Date: Wed, 25 Jun 2008 19:11:18 +0900
From: KOSAKI Motohiro <kosaki.motohiro@jp.fujitsu.com>
To: LKML <linux-kernel@vger.kernel.org>, linux-mm <linux-mm@kvack.org>,
       Andrew Morton <akpm@linux-foundation.org>,
       Lee Schermerhorn <Lee.Schermerhorn@hp.com>,
       Rik van Riel <riel@redhat.com>,
       KAMEZAWA Hiroyuki <kamezawa.hiroy@jp.fujitsu.com>
Subject: [-mm][PATCH 10/10] putback_lru_page()/unevictable page handling rework v4
Cc: kosaki.motohiro@jp.fujitsu.com
In-Reply-To: <20080625185717.D84C.KOSAKI.MOTOHIRO@jp.fujitsu.com>
References: <20080625185717.D84C.KOSAKI.MOTOHIRO@jp.fujitsu.com>
Message-Id: <20080625191014.D86A.KOSAKI.MOTOHIRO@jp.fujitsu.com>
MIME-Version: 1.0
Content-Type: text/plain; charset="US-ASCII"
Content-Transfer-Encoding: 7bit
Sender: linux-kernel-owner@vger.kernel.org
Content-Length: 17785
Lines: 636


Changelog
================
V3 -> V4
   o fix broken recheck logic in putback_lru_page().
   o fix shmem_lock() prototype.

V2 -> V3
   o remove lock_page() from scan_mapping_unevictable_pages() and
     scan_zone_unevictable_pages().
   o revert ipc/shm.c mm/shmem.c change of SHMEM unevictable patch.
     it become unnecessary by this patch.

V1 -> V2
   o undo unintented comment killing.
   o move putback_lru_page() from move_to_new_page() to unmap_and_move().
   o folded depend patch
       http://marc.info/?l=linux-mm&m=121337119621958&w=2
       http://marc.info/?l=linux-kernel&m=121362782406478&w=2
       http://marc.info/?l=linux-mm&m=121377572909776&w=2


Now, putback_lru_page() requires that the page is locked.
And in some special case, implicitly unlock it.

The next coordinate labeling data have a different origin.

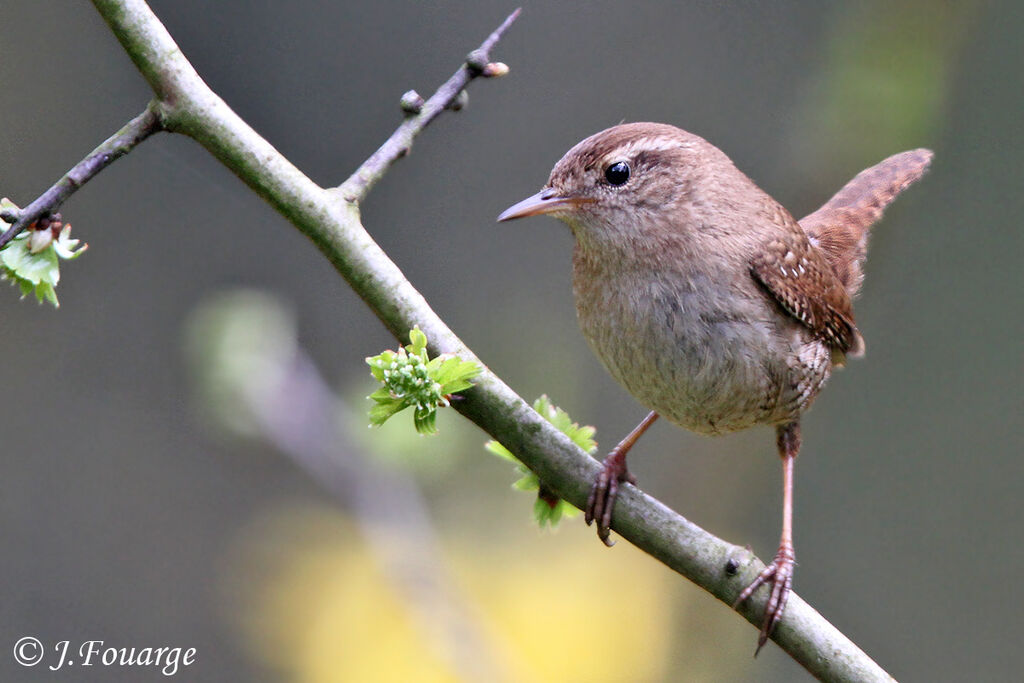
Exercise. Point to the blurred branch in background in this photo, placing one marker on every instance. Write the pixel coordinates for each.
(256, 381)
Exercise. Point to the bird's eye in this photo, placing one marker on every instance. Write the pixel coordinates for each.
(617, 173)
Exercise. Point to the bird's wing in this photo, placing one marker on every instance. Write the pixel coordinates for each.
(797, 275)
(840, 227)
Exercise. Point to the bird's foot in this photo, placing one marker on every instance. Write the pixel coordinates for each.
(779, 574)
(605, 489)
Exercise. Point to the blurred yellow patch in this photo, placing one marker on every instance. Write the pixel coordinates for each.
(317, 603)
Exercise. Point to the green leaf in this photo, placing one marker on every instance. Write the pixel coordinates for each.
(32, 260)
(410, 378)
(548, 510)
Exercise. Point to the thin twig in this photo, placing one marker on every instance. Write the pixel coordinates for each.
(116, 145)
(187, 105)
(396, 146)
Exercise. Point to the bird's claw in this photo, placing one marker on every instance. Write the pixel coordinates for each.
(779, 574)
(603, 494)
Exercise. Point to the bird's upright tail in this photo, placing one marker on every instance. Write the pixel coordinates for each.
(840, 227)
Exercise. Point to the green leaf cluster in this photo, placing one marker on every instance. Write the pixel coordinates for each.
(32, 260)
(548, 509)
(412, 379)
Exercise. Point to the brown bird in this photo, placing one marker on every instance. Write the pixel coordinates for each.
(706, 299)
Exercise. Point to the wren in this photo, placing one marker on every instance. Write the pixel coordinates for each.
(706, 299)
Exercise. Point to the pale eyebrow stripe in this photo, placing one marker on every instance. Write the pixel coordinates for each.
(662, 143)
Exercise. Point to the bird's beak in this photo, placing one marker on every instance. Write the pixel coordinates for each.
(546, 201)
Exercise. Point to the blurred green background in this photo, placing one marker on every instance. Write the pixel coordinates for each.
(127, 515)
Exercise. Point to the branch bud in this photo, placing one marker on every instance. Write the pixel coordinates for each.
(495, 70)
(412, 102)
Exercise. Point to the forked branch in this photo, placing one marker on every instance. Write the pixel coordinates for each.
(331, 219)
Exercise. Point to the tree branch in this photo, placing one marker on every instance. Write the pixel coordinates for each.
(477, 63)
(331, 220)
(115, 146)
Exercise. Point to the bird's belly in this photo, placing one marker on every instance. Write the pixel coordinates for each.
(712, 369)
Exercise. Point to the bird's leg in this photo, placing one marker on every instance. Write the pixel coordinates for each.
(779, 571)
(602, 496)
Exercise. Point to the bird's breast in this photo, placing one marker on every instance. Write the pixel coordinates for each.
(701, 349)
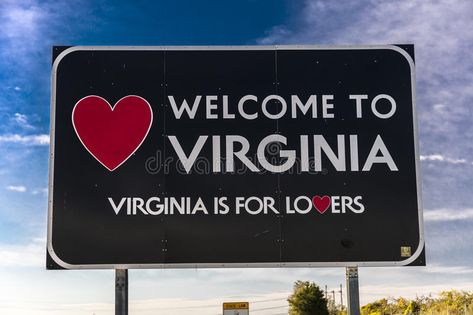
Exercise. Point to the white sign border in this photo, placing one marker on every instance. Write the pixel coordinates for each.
(66, 265)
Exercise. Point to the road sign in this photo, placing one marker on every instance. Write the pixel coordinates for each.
(234, 156)
(236, 308)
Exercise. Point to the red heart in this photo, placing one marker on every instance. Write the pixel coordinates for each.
(112, 134)
(321, 203)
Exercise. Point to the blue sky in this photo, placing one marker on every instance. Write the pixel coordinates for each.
(441, 31)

This patch tries to make putback_lru_pages() to be lock_page() free.
(Of course, some callers must take the lock.)

The main reason that putback_lru_page() assumes that page is locked
is to avoid the change in page's status among Mlocked/Not-Mlocked.

Once it is added to unevictable list, the page is removed from
unevictable list only when page is munlocked. (there are other special
case. but we ignore the special case.)
So, status change during putback_lru_page() is fatal and page should 
be locked.

putback_lru_page() in this patch has a new concepts.
When it adds page to unevictable list, it checks the status is 
changed or not again. if changed, retry to putback.

This patche changes also caller side and cleaning up lock/unlock_page().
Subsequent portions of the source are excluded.